Skip to content

crpih/xiada

Repository files navigation

XIADA: Tagger/Lemmatizer for Galician Language

XIADA is an statistical POS tagger based on Markov models and developed with ruby language. It treats XML documents natively, which allows anybody to tag XML documents in an easy way.

At present, the tagger includes three different custom configurations:

  1. galician_xiada

    To tag and lemmatize Galician written texts.

  2. galician_xiada_oral

    To tag and lemmatize Galician spoken transcriptions.

  3. spanish_eslora

    To tag and lemmatize Spanish spoken transcriptions.

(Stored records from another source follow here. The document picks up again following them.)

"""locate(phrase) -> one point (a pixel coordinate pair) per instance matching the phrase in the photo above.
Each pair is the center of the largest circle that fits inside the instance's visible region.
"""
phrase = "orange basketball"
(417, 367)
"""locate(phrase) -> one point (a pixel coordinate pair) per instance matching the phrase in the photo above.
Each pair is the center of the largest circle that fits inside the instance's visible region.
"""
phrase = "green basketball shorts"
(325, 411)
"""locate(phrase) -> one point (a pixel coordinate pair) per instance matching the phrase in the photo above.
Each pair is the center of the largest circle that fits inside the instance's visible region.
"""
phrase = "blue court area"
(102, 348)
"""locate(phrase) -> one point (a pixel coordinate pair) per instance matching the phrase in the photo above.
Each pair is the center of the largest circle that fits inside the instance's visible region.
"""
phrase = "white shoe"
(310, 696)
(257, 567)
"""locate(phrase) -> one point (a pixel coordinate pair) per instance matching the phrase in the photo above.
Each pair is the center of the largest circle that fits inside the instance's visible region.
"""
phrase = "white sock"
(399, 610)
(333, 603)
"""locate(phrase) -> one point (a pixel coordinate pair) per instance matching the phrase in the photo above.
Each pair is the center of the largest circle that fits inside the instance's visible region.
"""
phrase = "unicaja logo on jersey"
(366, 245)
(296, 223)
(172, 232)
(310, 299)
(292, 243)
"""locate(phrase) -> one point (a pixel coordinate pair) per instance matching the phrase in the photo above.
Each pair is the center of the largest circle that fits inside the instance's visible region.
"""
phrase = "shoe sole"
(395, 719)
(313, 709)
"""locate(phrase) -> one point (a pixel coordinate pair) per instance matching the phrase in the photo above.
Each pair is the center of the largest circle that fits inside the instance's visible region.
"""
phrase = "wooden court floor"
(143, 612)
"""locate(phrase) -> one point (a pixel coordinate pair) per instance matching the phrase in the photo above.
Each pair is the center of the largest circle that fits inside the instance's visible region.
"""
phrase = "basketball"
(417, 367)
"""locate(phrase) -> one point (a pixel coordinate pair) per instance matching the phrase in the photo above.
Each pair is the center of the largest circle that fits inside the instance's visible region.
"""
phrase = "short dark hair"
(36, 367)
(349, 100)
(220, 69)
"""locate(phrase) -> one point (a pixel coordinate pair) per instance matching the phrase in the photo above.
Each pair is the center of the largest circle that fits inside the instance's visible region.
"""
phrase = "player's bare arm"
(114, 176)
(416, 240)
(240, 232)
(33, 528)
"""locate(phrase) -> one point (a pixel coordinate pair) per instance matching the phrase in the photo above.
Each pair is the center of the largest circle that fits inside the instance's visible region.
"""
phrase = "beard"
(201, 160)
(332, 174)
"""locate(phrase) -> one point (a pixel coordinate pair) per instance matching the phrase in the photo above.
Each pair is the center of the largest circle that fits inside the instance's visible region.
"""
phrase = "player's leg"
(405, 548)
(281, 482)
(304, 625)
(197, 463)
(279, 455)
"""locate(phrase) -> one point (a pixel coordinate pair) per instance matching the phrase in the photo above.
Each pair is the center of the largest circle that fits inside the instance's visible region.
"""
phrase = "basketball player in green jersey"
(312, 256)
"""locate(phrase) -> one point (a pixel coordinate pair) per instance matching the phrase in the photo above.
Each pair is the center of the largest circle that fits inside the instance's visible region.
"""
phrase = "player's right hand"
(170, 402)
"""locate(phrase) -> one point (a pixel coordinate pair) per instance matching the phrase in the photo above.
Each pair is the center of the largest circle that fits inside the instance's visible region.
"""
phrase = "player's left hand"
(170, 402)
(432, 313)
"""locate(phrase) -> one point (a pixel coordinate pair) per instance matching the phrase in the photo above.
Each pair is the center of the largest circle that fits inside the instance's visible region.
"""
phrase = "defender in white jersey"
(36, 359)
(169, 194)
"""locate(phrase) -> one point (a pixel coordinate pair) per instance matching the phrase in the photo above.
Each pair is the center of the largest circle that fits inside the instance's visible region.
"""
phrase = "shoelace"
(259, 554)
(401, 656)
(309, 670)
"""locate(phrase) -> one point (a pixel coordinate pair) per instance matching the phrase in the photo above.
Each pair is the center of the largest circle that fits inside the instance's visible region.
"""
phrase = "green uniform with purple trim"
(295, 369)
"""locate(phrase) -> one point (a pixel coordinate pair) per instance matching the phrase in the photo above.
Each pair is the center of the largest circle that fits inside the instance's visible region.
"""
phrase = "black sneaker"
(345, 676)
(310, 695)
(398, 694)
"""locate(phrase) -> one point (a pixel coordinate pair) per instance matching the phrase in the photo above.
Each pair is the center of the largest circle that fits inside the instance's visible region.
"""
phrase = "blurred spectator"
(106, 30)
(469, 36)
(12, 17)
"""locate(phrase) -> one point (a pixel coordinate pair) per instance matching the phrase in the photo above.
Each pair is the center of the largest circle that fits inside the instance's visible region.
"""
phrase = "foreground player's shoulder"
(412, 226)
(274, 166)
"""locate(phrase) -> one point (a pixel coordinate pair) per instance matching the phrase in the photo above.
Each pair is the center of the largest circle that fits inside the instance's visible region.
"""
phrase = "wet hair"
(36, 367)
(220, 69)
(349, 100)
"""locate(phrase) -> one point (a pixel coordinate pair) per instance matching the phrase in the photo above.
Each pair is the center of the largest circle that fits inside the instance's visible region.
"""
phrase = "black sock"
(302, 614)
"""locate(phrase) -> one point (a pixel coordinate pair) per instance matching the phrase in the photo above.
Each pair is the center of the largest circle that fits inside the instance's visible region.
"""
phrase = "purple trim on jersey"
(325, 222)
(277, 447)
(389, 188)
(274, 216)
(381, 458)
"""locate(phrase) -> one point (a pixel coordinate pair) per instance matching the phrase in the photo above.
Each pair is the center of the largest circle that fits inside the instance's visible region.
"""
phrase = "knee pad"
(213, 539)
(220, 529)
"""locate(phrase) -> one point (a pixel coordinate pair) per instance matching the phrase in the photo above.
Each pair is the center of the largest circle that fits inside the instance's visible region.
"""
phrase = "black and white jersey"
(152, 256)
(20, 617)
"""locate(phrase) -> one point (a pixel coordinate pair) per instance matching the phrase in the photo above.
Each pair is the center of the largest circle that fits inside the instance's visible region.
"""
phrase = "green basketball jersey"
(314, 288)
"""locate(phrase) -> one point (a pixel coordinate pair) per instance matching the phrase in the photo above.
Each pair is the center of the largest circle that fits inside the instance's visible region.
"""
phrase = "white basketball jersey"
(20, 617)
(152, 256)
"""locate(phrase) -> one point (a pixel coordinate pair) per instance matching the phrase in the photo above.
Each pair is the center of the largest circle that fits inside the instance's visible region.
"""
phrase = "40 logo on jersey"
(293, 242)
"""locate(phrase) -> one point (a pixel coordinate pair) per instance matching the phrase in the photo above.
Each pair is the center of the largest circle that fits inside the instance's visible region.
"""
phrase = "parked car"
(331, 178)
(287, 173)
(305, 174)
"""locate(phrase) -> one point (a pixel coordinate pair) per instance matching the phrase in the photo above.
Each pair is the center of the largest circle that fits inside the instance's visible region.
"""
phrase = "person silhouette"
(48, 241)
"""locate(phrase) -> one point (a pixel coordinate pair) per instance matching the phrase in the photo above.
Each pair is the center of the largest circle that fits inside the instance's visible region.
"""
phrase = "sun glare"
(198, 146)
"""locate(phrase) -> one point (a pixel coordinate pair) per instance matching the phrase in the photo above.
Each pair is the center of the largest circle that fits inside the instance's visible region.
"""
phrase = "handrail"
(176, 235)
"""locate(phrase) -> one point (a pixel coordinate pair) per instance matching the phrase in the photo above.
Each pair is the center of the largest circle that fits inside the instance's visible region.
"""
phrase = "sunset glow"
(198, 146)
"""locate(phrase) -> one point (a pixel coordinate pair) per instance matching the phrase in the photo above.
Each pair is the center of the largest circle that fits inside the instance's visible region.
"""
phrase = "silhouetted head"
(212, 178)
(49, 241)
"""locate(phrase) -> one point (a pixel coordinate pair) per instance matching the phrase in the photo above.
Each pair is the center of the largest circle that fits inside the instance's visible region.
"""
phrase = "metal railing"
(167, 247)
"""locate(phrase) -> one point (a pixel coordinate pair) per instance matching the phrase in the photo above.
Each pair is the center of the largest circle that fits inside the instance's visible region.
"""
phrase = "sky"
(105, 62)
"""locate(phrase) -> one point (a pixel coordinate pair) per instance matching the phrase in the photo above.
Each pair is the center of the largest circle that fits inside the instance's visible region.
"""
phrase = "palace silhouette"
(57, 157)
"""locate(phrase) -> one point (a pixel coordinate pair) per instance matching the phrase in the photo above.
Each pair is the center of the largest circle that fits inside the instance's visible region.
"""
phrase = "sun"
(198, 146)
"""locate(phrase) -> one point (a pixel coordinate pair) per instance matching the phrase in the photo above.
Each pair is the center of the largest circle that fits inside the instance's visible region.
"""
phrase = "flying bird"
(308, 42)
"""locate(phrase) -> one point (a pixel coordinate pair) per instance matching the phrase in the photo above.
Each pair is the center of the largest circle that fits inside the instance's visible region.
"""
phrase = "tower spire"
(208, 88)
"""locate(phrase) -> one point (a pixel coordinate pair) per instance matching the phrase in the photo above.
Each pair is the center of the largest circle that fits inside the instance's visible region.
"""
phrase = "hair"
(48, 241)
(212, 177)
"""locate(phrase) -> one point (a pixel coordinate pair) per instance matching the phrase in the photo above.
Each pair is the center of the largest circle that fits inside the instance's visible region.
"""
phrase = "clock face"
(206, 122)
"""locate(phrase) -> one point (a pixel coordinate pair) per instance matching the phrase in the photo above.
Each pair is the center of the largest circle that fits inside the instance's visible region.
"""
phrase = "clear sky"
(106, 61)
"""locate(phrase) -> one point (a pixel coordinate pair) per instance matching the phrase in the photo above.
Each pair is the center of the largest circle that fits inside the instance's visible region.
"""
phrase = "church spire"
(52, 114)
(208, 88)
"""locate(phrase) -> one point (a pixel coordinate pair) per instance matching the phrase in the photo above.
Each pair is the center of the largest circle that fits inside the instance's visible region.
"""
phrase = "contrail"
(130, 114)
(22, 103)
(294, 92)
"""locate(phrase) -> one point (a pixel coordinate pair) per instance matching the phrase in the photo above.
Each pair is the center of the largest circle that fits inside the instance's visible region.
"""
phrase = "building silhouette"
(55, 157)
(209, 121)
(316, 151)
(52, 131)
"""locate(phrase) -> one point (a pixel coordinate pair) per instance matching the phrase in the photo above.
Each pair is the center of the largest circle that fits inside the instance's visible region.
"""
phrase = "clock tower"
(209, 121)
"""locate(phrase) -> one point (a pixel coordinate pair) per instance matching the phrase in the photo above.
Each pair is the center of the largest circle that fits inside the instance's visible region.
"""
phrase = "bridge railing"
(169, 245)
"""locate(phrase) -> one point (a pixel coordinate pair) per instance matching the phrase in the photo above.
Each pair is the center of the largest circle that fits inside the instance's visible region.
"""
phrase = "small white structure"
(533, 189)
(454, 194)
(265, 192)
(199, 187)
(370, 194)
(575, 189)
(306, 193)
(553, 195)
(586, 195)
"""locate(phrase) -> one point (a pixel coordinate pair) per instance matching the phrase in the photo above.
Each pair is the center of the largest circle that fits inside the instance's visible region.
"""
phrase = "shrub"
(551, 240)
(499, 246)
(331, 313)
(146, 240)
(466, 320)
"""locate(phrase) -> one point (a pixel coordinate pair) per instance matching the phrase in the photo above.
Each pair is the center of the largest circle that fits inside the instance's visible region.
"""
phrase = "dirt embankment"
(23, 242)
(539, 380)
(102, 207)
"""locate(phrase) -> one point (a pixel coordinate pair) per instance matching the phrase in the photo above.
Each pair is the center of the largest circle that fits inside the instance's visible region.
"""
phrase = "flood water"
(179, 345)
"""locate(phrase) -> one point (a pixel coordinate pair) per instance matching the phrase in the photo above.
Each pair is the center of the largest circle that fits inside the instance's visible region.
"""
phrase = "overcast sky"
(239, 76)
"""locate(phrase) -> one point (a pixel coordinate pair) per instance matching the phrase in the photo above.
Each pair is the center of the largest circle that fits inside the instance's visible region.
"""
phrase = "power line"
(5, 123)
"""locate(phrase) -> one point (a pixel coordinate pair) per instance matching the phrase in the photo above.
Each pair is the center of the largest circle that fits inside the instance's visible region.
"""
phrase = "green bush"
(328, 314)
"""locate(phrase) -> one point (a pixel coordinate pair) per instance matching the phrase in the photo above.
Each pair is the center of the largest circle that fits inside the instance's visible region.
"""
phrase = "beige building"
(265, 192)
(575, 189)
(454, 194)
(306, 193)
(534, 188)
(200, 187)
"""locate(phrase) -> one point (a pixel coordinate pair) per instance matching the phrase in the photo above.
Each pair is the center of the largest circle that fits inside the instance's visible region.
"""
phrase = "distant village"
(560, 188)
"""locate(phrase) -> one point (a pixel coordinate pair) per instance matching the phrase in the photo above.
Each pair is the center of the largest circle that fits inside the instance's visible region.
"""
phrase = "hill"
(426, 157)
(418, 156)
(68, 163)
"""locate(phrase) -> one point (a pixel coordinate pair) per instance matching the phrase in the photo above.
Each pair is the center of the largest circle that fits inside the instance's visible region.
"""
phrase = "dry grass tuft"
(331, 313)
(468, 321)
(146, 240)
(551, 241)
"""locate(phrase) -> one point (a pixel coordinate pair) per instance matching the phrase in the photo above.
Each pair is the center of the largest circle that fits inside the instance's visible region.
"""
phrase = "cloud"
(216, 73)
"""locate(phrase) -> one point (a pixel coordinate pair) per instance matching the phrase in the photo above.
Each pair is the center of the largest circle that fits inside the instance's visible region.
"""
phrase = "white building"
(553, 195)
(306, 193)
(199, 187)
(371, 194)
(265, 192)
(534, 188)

galician_xiada corpora and configurations come from CORGA project, while spanish_eslora ones come from ESLORA project. You can find more information about authoring and licensing on the corresponding directories.

Project home page

http://corpus.cirp.gal/xiada

INSTALL

  1. Install ruby (> 2.5.0 version):

    Our preferred way is through rbenv/ruby-build.

  2. Intall bundler

     gem install bundler
    
  3. Install libpgdm3 and sqlite3:

    In Debian stable:

     sudo apt-get install libsqlite3-0 libsqlite3-dev sqlite3 sqlite3-dev
    
  4. Clone the repo:

     git clone git@github.com:crpih/xiada.git
    
  5. Install required gems:

    Enter repo root directory (from now on repo_root_directory) and run:

     bundle install
    

TRAIN

The tagger can be trained entering repo_root_directory and then run:

for Galician XIADA...

cd training/bin
make galician_xiada

for Spanish ESLORA...

cd training/bin
make spanish_eslora

This command will generate different training databases in repo_root_directory/training/databases (it will take several minutes to finish).

CHECK

To check that all is working fine, from repo_root_directory run:

bundle exec rake test

RUN

And, finally, the tagger can be launched in several ways. Here is an example:

Tag sentences inside an XML document

First, XIADA_PROFILE environment variable must be set:

for written Galician XIADA...

export XIADA_PROFILE="galician_xiada"

for spoken Galician XIADA...

export XIADA_PROFILE="galician_xiada_oral"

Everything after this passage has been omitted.